As much as I want to remember, I do not always remember. I wish I could say that my desire and forgetfulness was merely an addition with the passing of time. Unfortunately, the problem has been with me as long as I can remember. I need reminders. Everything helps, even the annoying post-it notes. Calendar settings on my notebook and in my PDA just begin to tell a story. Reminders scribbled on scraps of paper, requests left with friends asking them to remember for me, and even the occasionally metaphorical string tied around a finger are my aids. Yet, I still forget.
I imagine I am not the only one. As many on the subway car watched, the frantic search though a purse, handbag, and briefcase told a story of something long forgotten and now lost. Without a word, the quiet, increasingly frantic movements screamed for anyone willing to listen. The increasingly bewildered look told us what we reluctantly already knew. Wherever the item was, her memory has gone on holiday. Life would need to continue without its presence.
I found myself caught in a timeless reflection; walking the same path, playing out the same role in different times and places. Though the colors and textures were and are different, they were at the core the same. I do not always hold on to the principles and values I treasure. I do not always remember those who have been with me in the past. I do not always recognize those who are with me know. The gaps are enormous; friends slip by, I ignore God.
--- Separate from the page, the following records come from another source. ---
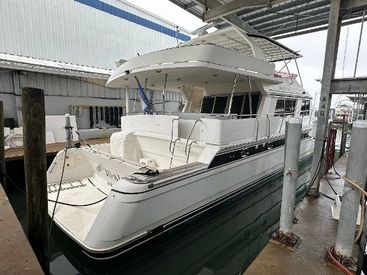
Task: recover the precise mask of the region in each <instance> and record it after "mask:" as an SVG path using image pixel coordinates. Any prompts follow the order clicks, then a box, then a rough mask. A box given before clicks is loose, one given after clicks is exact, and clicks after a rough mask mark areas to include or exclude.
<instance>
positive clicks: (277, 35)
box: [272, 18, 361, 40]
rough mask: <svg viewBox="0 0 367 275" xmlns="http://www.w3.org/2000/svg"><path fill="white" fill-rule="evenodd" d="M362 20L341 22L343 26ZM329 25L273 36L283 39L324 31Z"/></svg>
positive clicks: (354, 22) (274, 37) (360, 20)
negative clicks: (298, 35) (285, 38)
mask: <svg viewBox="0 0 367 275" xmlns="http://www.w3.org/2000/svg"><path fill="white" fill-rule="evenodd" d="M360 22H361V19H360V18H358V19H354V20H349V21H344V22H342V23H341V25H342V26H347V25H352V24H356V23H360ZM328 27H329V25H328V24H325V25H323V26H321V27H313V28H307V29H304V30H301V31H297V32H294V31H290V32H288V33H284V34H283V33H281V34H278V35H273V36H272V38H273V39H276V40H279V39H283V38H288V37H294V36H297V35H302V34H308V33H313V32H319V31H324V30H327V29H328Z"/></svg>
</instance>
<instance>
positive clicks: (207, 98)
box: [201, 96, 215, 114]
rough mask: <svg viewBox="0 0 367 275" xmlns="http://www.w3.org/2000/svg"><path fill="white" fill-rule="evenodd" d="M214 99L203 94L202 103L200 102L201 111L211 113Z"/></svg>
mask: <svg viewBox="0 0 367 275" xmlns="http://www.w3.org/2000/svg"><path fill="white" fill-rule="evenodd" d="M214 99H215V97H213V96H205V97H204V98H203V103H202V104H201V112H202V113H205V114H211V113H212V111H213V106H214Z"/></svg>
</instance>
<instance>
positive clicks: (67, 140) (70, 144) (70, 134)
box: [65, 114, 73, 148]
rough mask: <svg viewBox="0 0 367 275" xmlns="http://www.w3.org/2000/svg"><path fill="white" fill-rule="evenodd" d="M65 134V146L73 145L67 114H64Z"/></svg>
mask: <svg viewBox="0 0 367 275" xmlns="http://www.w3.org/2000/svg"><path fill="white" fill-rule="evenodd" d="M65 135H66V136H65V140H66V148H71V147H73V127H71V122H70V115H69V114H65Z"/></svg>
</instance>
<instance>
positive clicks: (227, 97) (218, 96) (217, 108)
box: [213, 96, 228, 114]
mask: <svg viewBox="0 0 367 275" xmlns="http://www.w3.org/2000/svg"><path fill="white" fill-rule="evenodd" d="M227 99H228V96H217V97H216V98H215V102H214V108H213V114H224V112H225V109H226V106H227Z"/></svg>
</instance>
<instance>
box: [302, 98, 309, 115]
mask: <svg viewBox="0 0 367 275" xmlns="http://www.w3.org/2000/svg"><path fill="white" fill-rule="evenodd" d="M310 107H311V101H309V100H302V107H301V115H303V116H309V115H310V109H311V108H310Z"/></svg>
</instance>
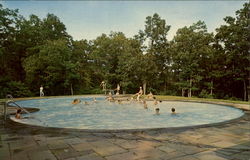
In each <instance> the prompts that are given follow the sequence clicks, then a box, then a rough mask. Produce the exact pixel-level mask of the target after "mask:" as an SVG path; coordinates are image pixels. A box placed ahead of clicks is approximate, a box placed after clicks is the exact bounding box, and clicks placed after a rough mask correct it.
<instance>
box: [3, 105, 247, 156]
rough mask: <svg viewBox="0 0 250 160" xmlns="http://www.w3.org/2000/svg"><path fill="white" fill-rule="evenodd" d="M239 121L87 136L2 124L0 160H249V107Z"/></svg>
mask: <svg viewBox="0 0 250 160" xmlns="http://www.w3.org/2000/svg"><path fill="white" fill-rule="evenodd" d="M231 105H234V106H235V107H237V108H242V109H244V110H245V115H244V116H242V117H241V118H239V119H236V120H232V121H229V122H225V123H219V124H216V125H209V126H206V125H203V126H200V127H183V128H169V129H153V130H140V131H139V130H138V131H120V132H119V131H118V132H114V131H99V132H97V131H86V130H70V129H57V128H44V127H34V126H28V125H23V124H18V123H15V122H12V121H11V120H7V121H4V120H3V116H2V113H1V111H2V107H3V105H0V124H1V125H0V159H1V160H16V159H18V160H20V159H21V160H61V159H64V160H169V159H171V160H172V159H173V160H250V111H249V105H241V104H231Z"/></svg>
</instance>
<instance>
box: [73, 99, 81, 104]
mask: <svg viewBox="0 0 250 160" xmlns="http://www.w3.org/2000/svg"><path fill="white" fill-rule="evenodd" d="M80 102H81V100H80V99H74V100H73V102H72V104H78V103H80Z"/></svg>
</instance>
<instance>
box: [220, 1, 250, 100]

God’s quiet reminder remains; “From the very beginning telling you what the ending will be, all along letting you in on what is going to happen, assuring you, ‘I'm in this for the long haul, I'll do exactly what I set out to do.’” (Isaiah 46.10)
Today has dawned, fresh and full of hope. I have a new opportunity live. I walk with hope because of the way God and others, including you, have been with me. Thanks for the reminders.